Hot Rod Magazine has demonstrated the "additional oil = resistance" theory in the past, but their examples are usually on ultra high-performance engines at high RPMs.
 
#12 ·
I always put four quarts in teh 5sfe
if it is only over by a small amount then it will not cause any problems if they put an extra quart in then you may have problems with blowby and all that good stuff
dont worry about it
if you try to drain it out you will ned up loosing alot more than what you are wanting to drain out and then you have to get more oil to refill and all that crap.
 
#15 ·
Drain the extra oil out if you must, id change the oil myself since the shop is not satisfying you. Its sad but it seems l;ike almost everytime a mechanic gets his hands on my engine he breaks something extra. (Anybody else has this experience? Could it be my bad breath hee)
i think your concerns about oil level are right but i believe in using the exact grade of oil Toyota says. If they say use 5\30 but 10-30 is ok in warm wather, i might use 10 30, but the manual on my 02 camry v6 says "use 5-30, period." So thats what i use. They made the car, nobody knows better what oil to use, not me, not my mechanic, (id need to see a TSB to change my opinions on that).
 
#16 ·
skewe said:
I check today and it is about 1/3 inch above the "F line" on the dip stick..
getting worried cos i cannot afford to blow an engine as I am saving up for 90k maintenance (water pump, belts, idler, the whole 9 yards)

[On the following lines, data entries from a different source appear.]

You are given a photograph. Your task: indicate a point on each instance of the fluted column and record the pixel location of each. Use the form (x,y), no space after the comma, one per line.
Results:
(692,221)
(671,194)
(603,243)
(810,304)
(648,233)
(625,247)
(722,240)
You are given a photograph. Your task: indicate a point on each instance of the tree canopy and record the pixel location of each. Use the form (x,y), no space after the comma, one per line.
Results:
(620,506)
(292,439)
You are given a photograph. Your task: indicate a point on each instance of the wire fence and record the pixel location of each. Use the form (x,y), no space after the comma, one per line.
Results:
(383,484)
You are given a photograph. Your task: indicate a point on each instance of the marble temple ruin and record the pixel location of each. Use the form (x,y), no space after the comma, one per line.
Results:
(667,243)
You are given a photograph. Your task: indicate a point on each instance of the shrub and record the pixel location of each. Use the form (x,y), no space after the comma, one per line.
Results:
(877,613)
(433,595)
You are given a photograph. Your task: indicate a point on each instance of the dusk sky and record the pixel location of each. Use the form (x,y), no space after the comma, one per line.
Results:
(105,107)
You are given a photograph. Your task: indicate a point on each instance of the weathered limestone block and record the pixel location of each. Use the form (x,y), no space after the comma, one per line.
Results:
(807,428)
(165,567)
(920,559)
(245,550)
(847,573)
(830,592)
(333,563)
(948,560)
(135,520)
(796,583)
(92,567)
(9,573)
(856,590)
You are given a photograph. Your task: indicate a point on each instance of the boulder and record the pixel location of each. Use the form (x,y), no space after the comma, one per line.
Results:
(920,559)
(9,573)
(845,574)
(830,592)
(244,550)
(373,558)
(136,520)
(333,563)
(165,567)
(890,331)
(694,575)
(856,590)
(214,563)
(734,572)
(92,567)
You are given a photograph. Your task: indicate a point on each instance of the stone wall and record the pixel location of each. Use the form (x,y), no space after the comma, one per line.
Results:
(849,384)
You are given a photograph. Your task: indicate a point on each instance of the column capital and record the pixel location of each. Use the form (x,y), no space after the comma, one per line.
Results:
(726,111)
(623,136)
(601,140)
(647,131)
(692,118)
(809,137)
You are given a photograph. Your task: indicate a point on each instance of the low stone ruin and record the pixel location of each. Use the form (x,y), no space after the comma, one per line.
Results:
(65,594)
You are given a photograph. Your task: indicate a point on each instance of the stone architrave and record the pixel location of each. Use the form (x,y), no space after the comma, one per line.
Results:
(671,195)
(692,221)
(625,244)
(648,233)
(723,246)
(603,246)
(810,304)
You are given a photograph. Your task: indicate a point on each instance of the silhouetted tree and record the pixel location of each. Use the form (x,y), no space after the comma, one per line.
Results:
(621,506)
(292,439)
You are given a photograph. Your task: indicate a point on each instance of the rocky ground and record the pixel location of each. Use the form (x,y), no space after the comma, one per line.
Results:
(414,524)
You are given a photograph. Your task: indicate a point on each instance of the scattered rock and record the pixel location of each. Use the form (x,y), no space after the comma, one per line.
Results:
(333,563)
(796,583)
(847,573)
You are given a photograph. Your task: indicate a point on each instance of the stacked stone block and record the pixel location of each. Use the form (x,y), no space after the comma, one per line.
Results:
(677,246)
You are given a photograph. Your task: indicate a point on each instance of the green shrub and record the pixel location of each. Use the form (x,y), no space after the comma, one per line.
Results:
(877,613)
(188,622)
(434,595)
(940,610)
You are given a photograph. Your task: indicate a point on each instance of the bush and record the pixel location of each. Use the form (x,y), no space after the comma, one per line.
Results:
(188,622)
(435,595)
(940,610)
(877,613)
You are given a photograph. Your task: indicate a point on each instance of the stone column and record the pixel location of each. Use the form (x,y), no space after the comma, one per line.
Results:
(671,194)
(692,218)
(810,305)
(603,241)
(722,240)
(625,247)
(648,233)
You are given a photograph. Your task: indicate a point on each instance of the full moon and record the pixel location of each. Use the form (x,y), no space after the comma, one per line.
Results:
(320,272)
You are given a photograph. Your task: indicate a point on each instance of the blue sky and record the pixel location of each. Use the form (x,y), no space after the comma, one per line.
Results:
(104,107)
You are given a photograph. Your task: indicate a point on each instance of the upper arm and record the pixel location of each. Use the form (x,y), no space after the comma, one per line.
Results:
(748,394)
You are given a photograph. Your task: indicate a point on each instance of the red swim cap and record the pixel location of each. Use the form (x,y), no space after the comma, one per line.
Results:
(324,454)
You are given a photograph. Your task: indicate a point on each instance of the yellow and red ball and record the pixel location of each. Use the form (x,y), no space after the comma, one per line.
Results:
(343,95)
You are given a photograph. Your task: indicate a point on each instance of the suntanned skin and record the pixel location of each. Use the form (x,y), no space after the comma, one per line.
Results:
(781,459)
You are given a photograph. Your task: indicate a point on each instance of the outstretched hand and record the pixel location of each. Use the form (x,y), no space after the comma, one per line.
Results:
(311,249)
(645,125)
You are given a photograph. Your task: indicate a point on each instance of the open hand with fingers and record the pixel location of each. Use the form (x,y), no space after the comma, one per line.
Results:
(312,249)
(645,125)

Hey man, you can do that stuff yourself - or maybe enlist the help of a friend who is a bit of a mechanic. I read/asked questions on here/ended up doing my own timing belt/pulleys/tensioner/water pump/oil seals and before this I had not done anything much more extensive than brakes/fluid changes/alternator/starter. I am not going to pay someone else (who may not be as concerned with the "little things" being right or corrected) for doing something I can figure out. I had some difficulties. but most of that was because my engine had jumped timing (I did not know) and I insisted on putting it back the way I found it rather than how everyone/books said it should go and the first water pump AZ sold me would not rotate under load. But after the obstacles/learning I encountered, I have no doubt I could take my car and swap timing belts out in about 4-5 hours in the future, maybe add another hour for water pump prep/cleaning/installation. Just a thought, but honestly this stuff was not as hard (once all was said and done) as I thought it would be.

God Bless
 
#20 ·
My car (see signature block) takes 3 qts/22 oz of oil to put the level slightly above the half-way mark on the dipstick.

I don't like filling them all the way to the FULL mark...I have a pet theory about that.